Jones didn’t appear in court herself on Wednesday, instead her lawyer to appear on her behalf. The case was adjourned until June 8, to allow lawyers more time to access a large volume of disclosure.
“All criminal allegations are serious, but what I hope people will remember is that the presumption of innocence is in place, remains in place and I think is important for people to remember that,” said Stan MacDonald, lawyer for Dr. Jones said.
Although fatalities related to prescription drugs have slowed down recently, advocates say overprescribing is still a major problem in the province.
“This case as an example, the pills are still being trafficked as a commodity on the street, its still we feel at epidemic levels in the province and charges are still being laid,” said Rob Mulloy, director of GPDOTS.
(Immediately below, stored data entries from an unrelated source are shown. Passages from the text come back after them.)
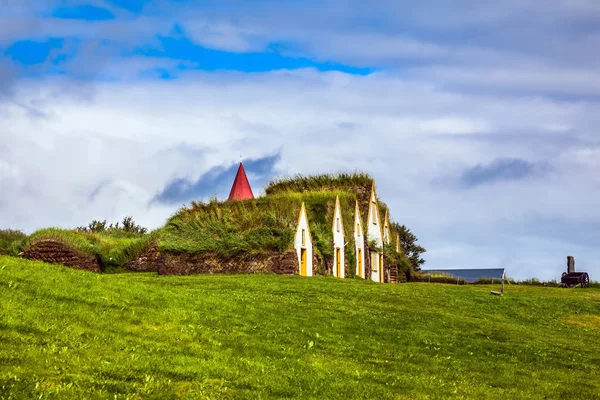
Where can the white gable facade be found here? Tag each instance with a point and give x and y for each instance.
(303, 244)
(386, 229)
(375, 234)
(338, 241)
(359, 240)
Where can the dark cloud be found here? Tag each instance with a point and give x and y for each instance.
(501, 169)
(217, 181)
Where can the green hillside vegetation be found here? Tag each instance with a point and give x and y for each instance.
(229, 229)
(264, 224)
(11, 241)
(69, 334)
(114, 247)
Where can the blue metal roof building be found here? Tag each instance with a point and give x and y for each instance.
(468, 275)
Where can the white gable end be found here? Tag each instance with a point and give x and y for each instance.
(303, 244)
(338, 241)
(359, 240)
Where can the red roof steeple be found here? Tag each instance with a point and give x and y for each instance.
(241, 189)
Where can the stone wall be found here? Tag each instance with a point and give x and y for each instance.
(169, 263)
(55, 252)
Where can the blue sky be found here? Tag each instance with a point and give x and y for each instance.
(478, 119)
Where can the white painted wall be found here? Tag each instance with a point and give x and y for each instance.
(338, 239)
(360, 242)
(374, 233)
(298, 245)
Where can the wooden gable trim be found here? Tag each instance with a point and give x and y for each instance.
(338, 209)
(303, 211)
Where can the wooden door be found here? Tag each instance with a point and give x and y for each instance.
(303, 262)
(360, 263)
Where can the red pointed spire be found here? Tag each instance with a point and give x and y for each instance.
(241, 189)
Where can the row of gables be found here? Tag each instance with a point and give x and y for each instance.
(369, 259)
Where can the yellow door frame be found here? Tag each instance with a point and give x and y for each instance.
(360, 263)
(338, 263)
(303, 262)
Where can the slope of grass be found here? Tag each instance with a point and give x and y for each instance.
(114, 248)
(307, 183)
(70, 334)
(11, 241)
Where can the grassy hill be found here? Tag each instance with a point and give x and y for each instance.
(65, 333)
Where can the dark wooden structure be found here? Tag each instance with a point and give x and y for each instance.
(571, 278)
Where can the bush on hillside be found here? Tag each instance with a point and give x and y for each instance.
(11, 241)
(127, 226)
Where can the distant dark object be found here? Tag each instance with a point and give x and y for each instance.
(571, 278)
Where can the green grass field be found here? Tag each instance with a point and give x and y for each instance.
(71, 334)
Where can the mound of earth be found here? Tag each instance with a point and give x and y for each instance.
(170, 263)
(148, 261)
(55, 252)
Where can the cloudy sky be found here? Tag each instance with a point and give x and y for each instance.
(479, 119)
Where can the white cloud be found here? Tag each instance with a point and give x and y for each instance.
(107, 156)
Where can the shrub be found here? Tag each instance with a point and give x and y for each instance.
(11, 241)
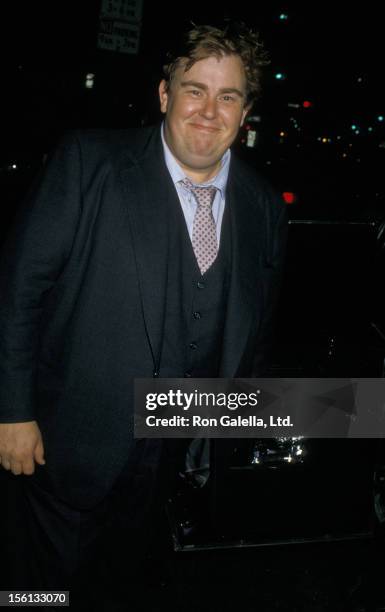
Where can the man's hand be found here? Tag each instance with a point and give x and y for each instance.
(21, 445)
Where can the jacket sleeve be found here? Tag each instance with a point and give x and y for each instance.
(33, 257)
(272, 281)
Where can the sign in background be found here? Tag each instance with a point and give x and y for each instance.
(120, 25)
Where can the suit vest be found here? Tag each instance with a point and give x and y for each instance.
(196, 304)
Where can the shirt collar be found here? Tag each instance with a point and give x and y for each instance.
(219, 180)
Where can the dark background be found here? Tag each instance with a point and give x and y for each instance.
(331, 314)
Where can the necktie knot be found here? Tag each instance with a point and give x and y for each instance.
(204, 239)
(203, 195)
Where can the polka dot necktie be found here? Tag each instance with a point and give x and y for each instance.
(204, 236)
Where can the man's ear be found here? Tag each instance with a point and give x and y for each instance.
(244, 114)
(163, 96)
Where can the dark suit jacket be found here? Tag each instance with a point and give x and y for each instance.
(83, 279)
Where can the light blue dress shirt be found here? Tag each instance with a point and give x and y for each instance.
(187, 199)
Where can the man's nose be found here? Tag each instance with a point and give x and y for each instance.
(209, 108)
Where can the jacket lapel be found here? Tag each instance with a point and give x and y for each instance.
(148, 190)
(245, 299)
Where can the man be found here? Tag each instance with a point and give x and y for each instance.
(150, 252)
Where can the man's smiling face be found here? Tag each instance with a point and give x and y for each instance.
(204, 108)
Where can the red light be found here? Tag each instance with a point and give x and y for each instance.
(289, 197)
Leslie Tilley says she got involved with GPDOTS after seeing someone take their own life after suffering for years with drug issues.
“I personally have been to unfortunately since 2005 at least 25 funerals,” Tilley told Global News.
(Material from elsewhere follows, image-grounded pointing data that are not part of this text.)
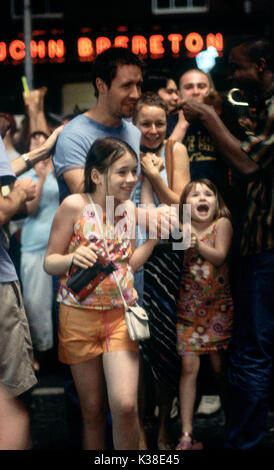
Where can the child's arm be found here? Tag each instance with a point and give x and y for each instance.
(57, 260)
(147, 192)
(216, 254)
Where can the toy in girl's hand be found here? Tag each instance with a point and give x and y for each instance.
(83, 281)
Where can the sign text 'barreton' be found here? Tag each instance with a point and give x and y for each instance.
(153, 46)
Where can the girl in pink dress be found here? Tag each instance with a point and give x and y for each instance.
(205, 304)
(93, 335)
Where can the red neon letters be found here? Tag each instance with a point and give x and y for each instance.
(155, 45)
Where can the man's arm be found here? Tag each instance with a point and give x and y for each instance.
(21, 191)
(229, 146)
(20, 165)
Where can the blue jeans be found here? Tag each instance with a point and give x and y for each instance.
(251, 352)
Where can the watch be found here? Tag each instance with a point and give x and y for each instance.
(27, 161)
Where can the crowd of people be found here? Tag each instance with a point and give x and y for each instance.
(150, 148)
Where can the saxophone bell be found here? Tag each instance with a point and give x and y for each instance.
(232, 100)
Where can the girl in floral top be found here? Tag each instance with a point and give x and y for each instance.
(205, 305)
(93, 336)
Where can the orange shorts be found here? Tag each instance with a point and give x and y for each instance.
(86, 333)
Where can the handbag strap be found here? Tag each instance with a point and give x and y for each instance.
(106, 247)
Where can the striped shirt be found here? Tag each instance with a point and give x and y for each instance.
(257, 234)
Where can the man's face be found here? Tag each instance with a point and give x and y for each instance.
(124, 91)
(194, 85)
(170, 95)
(243, 72)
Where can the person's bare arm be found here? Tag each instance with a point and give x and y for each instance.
(229, 146)
(19, 165)
(180, 129)
(216, 254)
(75, 180)
(181, 176)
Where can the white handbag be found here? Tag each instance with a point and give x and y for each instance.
(135, 316)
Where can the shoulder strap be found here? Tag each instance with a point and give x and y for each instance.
(169, 161)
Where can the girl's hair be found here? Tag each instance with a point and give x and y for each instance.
(148, 99)
(101, 155)
(221, 209)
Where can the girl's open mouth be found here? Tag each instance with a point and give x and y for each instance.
(203, 208)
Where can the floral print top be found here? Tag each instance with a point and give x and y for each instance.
(106, 295)
(205, 307)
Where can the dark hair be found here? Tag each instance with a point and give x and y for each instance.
(260, 48)
(101, 155)
(10, 123)
(148, 99)
(105, 64)
(221, 210)
(155, 80)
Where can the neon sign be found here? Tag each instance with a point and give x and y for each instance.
(153, 46)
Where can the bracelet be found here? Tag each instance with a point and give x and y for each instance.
(71, 264)
(27, 161)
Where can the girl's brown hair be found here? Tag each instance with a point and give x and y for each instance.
(148, 98)
(101, 155)
(221, 209)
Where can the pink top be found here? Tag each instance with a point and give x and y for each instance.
(106, 295)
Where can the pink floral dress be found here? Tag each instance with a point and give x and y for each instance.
(106, 295)
(205, 307)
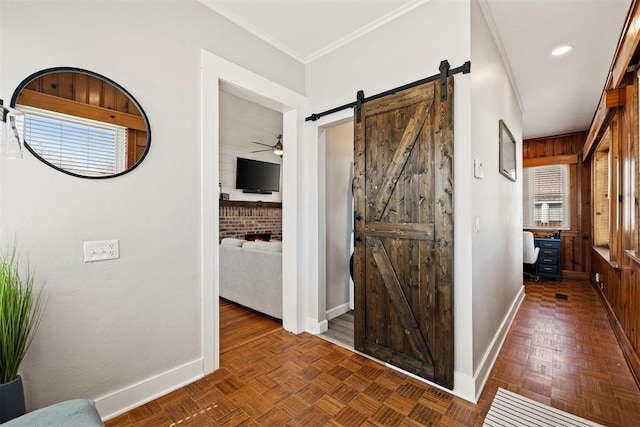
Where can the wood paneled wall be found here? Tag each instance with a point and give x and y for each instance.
(575, 258)
(46, 91)
(619, 290)
(618, 265)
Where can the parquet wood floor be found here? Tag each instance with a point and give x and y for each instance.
(239, 325)
(559, 352)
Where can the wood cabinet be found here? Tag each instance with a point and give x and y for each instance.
(548, 264)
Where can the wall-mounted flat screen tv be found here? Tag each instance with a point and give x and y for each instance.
(254, 176)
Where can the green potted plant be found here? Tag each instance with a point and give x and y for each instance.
(20, 313)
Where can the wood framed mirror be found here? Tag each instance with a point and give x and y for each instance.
(82, 123)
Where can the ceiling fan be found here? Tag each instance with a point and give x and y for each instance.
(277, 148)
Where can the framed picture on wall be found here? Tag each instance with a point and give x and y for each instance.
(507, 152)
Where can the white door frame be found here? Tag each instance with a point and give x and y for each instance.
(317, 322)
(216, 71)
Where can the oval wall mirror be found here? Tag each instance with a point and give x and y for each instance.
(82, 123)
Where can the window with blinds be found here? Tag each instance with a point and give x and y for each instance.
(545, 197)
(78, 145)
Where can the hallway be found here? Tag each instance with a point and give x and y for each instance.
(560, 352)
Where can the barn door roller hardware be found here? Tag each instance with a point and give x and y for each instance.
(445, 71)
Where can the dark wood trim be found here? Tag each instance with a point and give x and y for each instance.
(249, 204)
(627, 349)
(625, 51)
(616, 97)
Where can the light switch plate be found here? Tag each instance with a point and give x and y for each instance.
(478, 170)
(101, 250)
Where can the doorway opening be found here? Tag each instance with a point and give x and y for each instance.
(336, 147)
(217, 72)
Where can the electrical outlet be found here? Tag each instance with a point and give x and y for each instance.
(101, 250)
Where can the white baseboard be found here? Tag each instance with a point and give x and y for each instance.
(123, 400)
(314, 327)
(490, 356)
(338, 311)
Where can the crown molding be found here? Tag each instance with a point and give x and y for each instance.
(493, 29)
(365, 30)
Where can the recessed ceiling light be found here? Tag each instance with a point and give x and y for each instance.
(562, 50)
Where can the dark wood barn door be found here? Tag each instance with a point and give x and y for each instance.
(403, 260)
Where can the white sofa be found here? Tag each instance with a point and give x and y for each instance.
(251, 274)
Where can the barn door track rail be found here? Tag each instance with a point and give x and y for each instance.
(445, 71)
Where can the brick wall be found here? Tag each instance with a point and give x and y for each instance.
(236, 221)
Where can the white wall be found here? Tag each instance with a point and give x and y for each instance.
(404, 50)
(339, 212)
(136, 321)
(243, 121)
(496, 201)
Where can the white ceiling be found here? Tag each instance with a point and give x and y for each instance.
(559, 94)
“The group is amazing, the dedication. I will say, not one of us want to be a part of it, but we have to be. We have to be the voices of the people who have lost their lives.”
Trine-Lise Good was also at the rally. She has been an outspoken about the need for people to understand the dangers of prescription drugs since losing her 21-year-old son, Ryan, to a combination of cocaine and dilaudid in 2012.
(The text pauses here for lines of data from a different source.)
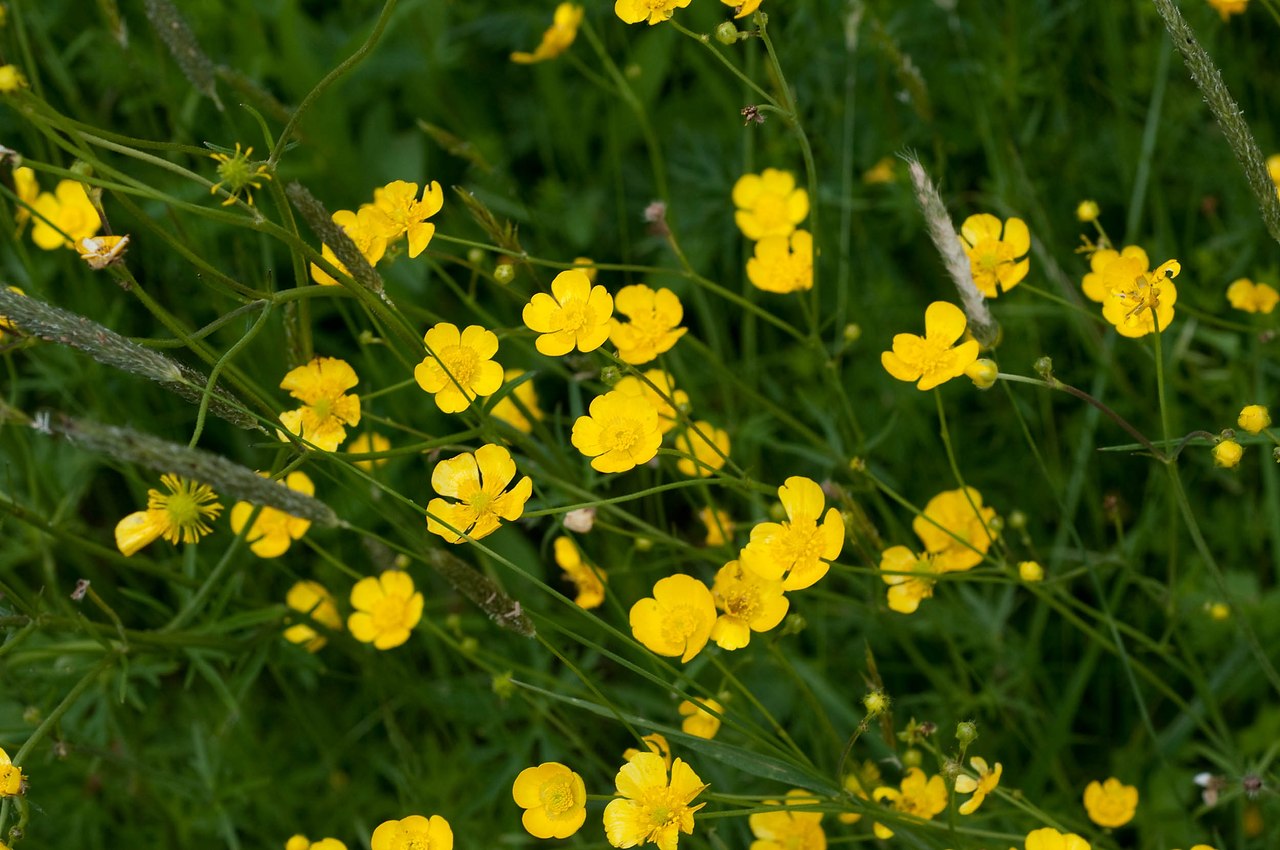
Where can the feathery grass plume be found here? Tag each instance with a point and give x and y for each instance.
(503, 233)
(942, 231)
(483, 592)
(54, 324)
(323, 225)
(1228, 113)
(181, 41)
(231, 480)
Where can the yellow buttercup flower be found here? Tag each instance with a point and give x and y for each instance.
(910, 577)
(558, 36)
(387, 609)
(1252, 297)
(553, 798)
(1253, 419)
(1228, 8)
(787, 828)
(931, 359)
(918, 796)
(365, 231)
(652, 809)
(1111, 803)
(796, 551)
(10, 80)
(652, 10)
(402, 213)
(479, 483)
(588, 577)
(512, 412)
(652, 325)
(699, 721)
(302, 842)
(182, 515)
(956, 529)
(327, 408)
(576, 315)
(986, 782)
(1050, 839)
(658, 388)
(782, 264)
(656, 744)
(238, 174)
(64, 218)
(677, 620)
(720, 526)
(743, 8)
(414, 832)
(705, 449)
(749, 602)
(769, 204)
(618, 433)
(458, 365)
(370, 443)
(315, 601)
(274, 530)
(993, 250)
(13, 781)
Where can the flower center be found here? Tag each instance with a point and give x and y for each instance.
(461, 362)
(557, 796)
(388, 613)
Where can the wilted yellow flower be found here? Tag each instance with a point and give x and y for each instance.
(787, 828)
(749, 602)
(931, 359)
(1228, 8)
(910, 577)
(796, 552)
(986, 782)
(366, 232)
(658, 388)
(387, 609)
(769, 204)
(479, 483)
(315, 601)
(182, 515)
(414, 832)
(699, 721)
(956, 528)
(321, 387)
(1111, 803)
(576, 315)
(370, 443)
(586, 576)
(1253, 419)
(1252, 297)
(64, 218)
(458, 365)
(274, 530)
(553, 798)
(652, 10)
(403, 213)
(677, 620)
(557, 39)
(782, 264)
(512, 407)
(918, 796)
(650, 808)
(993, 255)
(652, 327)
(705, 448)
(618, 433)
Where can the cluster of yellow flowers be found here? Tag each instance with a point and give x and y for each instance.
(769, 209)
“Once I found out my son, Ryan, had taken those kind of drugs, he didn’t do it alone, so other people were doing it and come to find out we’re losing people almost daily,” said Good.
“For me, now, I will always grieve. The grief and the pain of losing someone will never go away but it gives you something to work towards, to help other people.”
The Nova Scotia Health Department confirms they have recently engaged an external reviewer and will be starting a review soon of the province’s Prescription Monitoring Program, which came under scrutiny when the allegations against Jones came to light earlier this year.